We use the term "data probe" most of the time to refer to small tips that appear on mouseover to show a few data values. This is often in contrast to anchored, persistent pop-ups that you see in things like Google Maps. The following example shows how simple data probes might be used on a Leaflet map. Leaflet also has some built-in methods for the more traditional, anchored pop-up. If you take the full TileMill/MapBox route, there are some options for tooltip-style data probes, too.

probe example

Chart Examples

There are many ways to make interactive charts. Before mentioning prepackaged libraries, here's a brief example of how a simple chart (a histogram, in this case) can be generated more or less manually, with some help from jQuery. The example generates some div elements for histogram bins, generates some random data, calculates the range for each bin and the number of data values in it, then sets the heights of the divs accordingly. Some CSS styles ensure that the bins are positioned correctly.

histogram example

For serious charting, however, it is wise to use a code library that some genius has devised.
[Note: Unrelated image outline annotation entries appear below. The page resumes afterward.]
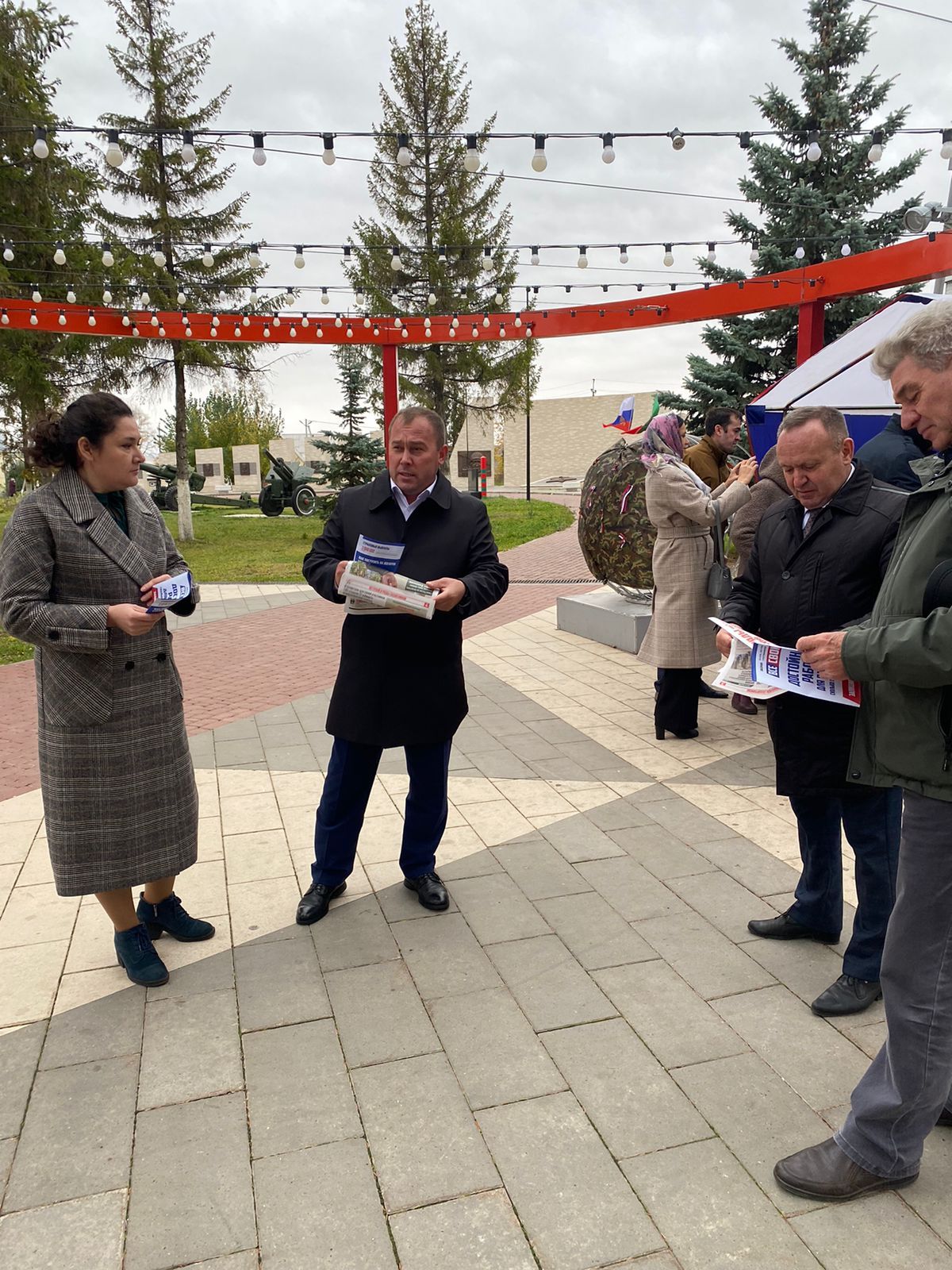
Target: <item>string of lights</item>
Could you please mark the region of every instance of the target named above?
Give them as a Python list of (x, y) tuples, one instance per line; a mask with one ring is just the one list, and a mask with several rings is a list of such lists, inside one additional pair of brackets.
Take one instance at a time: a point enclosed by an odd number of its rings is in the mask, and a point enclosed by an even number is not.
[[(6, 230), (9, 234), (9, 229)], [(810, 244), (823, 243), (834, 245), (840, 255), (849, 255), (852, 248), (849, 243), (843, 237), (842, 234), (829, 235), (829, 234), (815, 234), (815, 235), (802, 235), (798, 237), (790, 239), (774, 239), (770, 240), (773, 244), (779, 246), (792, 246), (793, 255), (796, 259), (802, 260), (806, 255), (806, 248)], [(740, 239), (671, 239), (671, 240), (647, 240), (638, 243), (590, 243), (590, 244), (575, 244), (575, 243), (505, 243), (505, 244), (486, 244), (486, 245), (444, 245), (434, 249), (432, 255), (435, 257), (438, 264), (447, 264), (452, 257), (466, 258), (471, 254), (481, 254), (482, 258), (482, 271), (486, 274), (495, 273), (499, 268), (499, 257), (519, 251), (529, 253), (529, 264), (538, 265), (542, 264), (543, 251), (574, 251), (576, 253), (575, 265), (579, 269), (585, 269), (590, 263), (594, 263), (589, 258), (589, 251), (617, 251), (618, 264), (628, 264), (630, 251), (632, 250), (645, 250), (649, 248), (664, 249), (663, 264), (666, 268), (674, 265), (674, 249), (675, 248), (703, 248), (708, 260), (715, 260), (717, 248), (731, 248), (743, 246), (744, 243)], [(152, 240), (150, 243), (137, 241), (123, 241), (119, 243), (114, 239), (85, 239), (81, 241), (74, 241), (69, 244), (69, 249), (88, 250), (89, 248), (102, 248), (102, 263), (103, 268), (110, 269), (116, 264), (114, 248), (124, 248), (131, 254), (149, 255), (152, 263), (162, 269), (168, 263), (168, 251), (170, 244), (162, 240)], [(355, 249), (350, 244), (334, 244), (334, 243), (176, 243), (171, 245), (174, 253), (180, 263), (194, 264), (198, 259), (207, 268), (212, 269), (216, 265), (216, 253), (228, 253), (244, 251), (248, 254), (248, 263), (254, 268), (260, 268), (264, 263), (263, 254), (268, 253), (291, 253), (293, 251), (293, 264), (297, 269), (303, 269), (307, 265), (307, 254), (315, 255), (335, 255), (340, 257), (344, 262), (353, 262), (359, 259), (360, 254), (364, 255), (381, 255), (388, 254), (391, 268), (395, 273), (404, 272), (402, 254), (406, 249), (401, 248), (399, 243), (393, 243), (390, 246), (369, 246)], [(42, 248), (48, 250), (52, 248), (52, 262), (53, 264), (63, 268), (67, 262), (67, 243), (65, 239), (17, 239), (8, 237), (3, 241), (3, 249), (0, 255), (6, 264), (15, 262), (17, 250), (23, 248)], [(410, 251), (419, 254), (416, 248), (410, 248)], [(750, 248), (750, 262), (757, 264), (760, 257), (759, 245), (757, 240)], [(189, 258), (189, 259), (185, 259)], [(598, 267), (598, 265), (597, 265)]]
[[(324, 146), (324, 152), (321, 155), (325, 164), (329, 166), (336, 161), (336, 154), (334, 151), (334, 142), (338, 138), (371, 138), (378, 142), (381, 138), (386, 138), (391, 142), (393, 147), (393, 157), (401, 168), (409, 168), (415, 159), (414, 145), (429, 141), (466, 141), (466, 154), (463, 156), (463, 168), (467, 171), (477, 173), (482, 166), (482, 156), (480, 154), (480, 146), (487, 144), (489, 141), (532, 141), (533, 151), (531, 159), (531, 166), (533, 171), (545, 171), (548, 166), (548, 156), (546, 154), (546, 142), (550, 140), (559, 141), (598, 141), (602, 146), (602, 161), (605, 164), (614, 163), (616, 160), (616, 141), (630, 141), (630, 140), (666, 140), (670, 142), (671, 149), (683, 150), (688, 144), (689, 138), (725, 138), (731, 137), (737, 141), (741, 150), (749, 150), (751, 144), (762, 137), (783, 137), (788, 136), (781, 133), (773, 128), (749, 128), (749, 130), (692, 130), (689, 132), (682, 131), (682, 128), (674, 127), (666, 132), (658, 131), (637, 131), (637, 132), (430, 132), (425, 136), (414, 136), (410, 132), (390, 132), (382, 131), (301, 131), (296, 128), (273, 128), (269, 131), (256, 132), (248, 128), (194, 128), (194, 130), (164, 130), (154, 127), (128, 127), (123, 128), (103, 128), (103, 127), (88, 127), (83, 124), (75, 124), (69, 122), (57, 122), (53, 124), (18, 124), (4, 130), (6, 133), (29, 133), (33, 132), (33, 154), (37, 159), (50, 157), (50, 133), (62, 132), (74, 133), (83, 136), (105, 137), (105, 161), (112, 168), (121, 168), (126, 161), (126, 154), (122, 149), (122, 136), (131, 137), (149, 137), (157, 142), (174, 141), (179, 146), (179, 154), (182, 161), (190, 166), (198, 161), (198, 152), (195, 151), (195, 141), (199, 144), (204, 140), (207, 144), (217, 144), (223, 141), (226, 137), (251, 137), (251, 159), (260, 168), (268, 161), (268, 151), (265, 149), (265, 137), (283, 137), (283, 138), (303, 138), (303, 140), (320, 140)], [(805, 127), (798, 136), (802, 138), (802, 144), (806, 146), (806, 157), (810, 163), (819, 163), (823, 156), (821, 141), (824, 137), (868, 137), (869, 149), (867, 151), (867, 157), (869, 163), (878, 163), (883, 156), (885, 150), (885, 133), (882, 128), (835, 128), (821, 131), (816, 127)], [(924, 128), (899, 128), (894, 136), (938, 136), (942, 138), (942, 157), (952, 159), (952, 128), (948, 127), (924, 127)]]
We like d3.js lately, as do many, many other people. (It has some good mapping capabilities, too.) You're probably used to seeing some real whiz-bang graphics done with d3 (just look at the example gallery), but keep in mind that it's fundamentally about data, not the visuals. D3 can be very useful for even simple charts.

D3 has a bit of a learning curve for beginners, but go through some tutorials and eventually the core of it starts to make sense. Slides from Mike Bostock's D3 workshop are enlightening, too. Once you get the hang of the enter, update, and exit selections, you'll be well on your way!

Search and List Example

This example builds upon the layout example to show how some simple collapsible lists and search elements might be added to a map. Search results update live as you type (it searches some dummy data, names of Oregon cities). The lists are made collapsible by simple manipulation of height (again with the help of jQuery). Pieces fit together and scale nicely because the div elements simply occupy up the height of their contents if an explicit height is not specified. Note that the search results have a max-height property in CSS, so that very long result lists will have a scroll bar rather than extending the whole length of the page.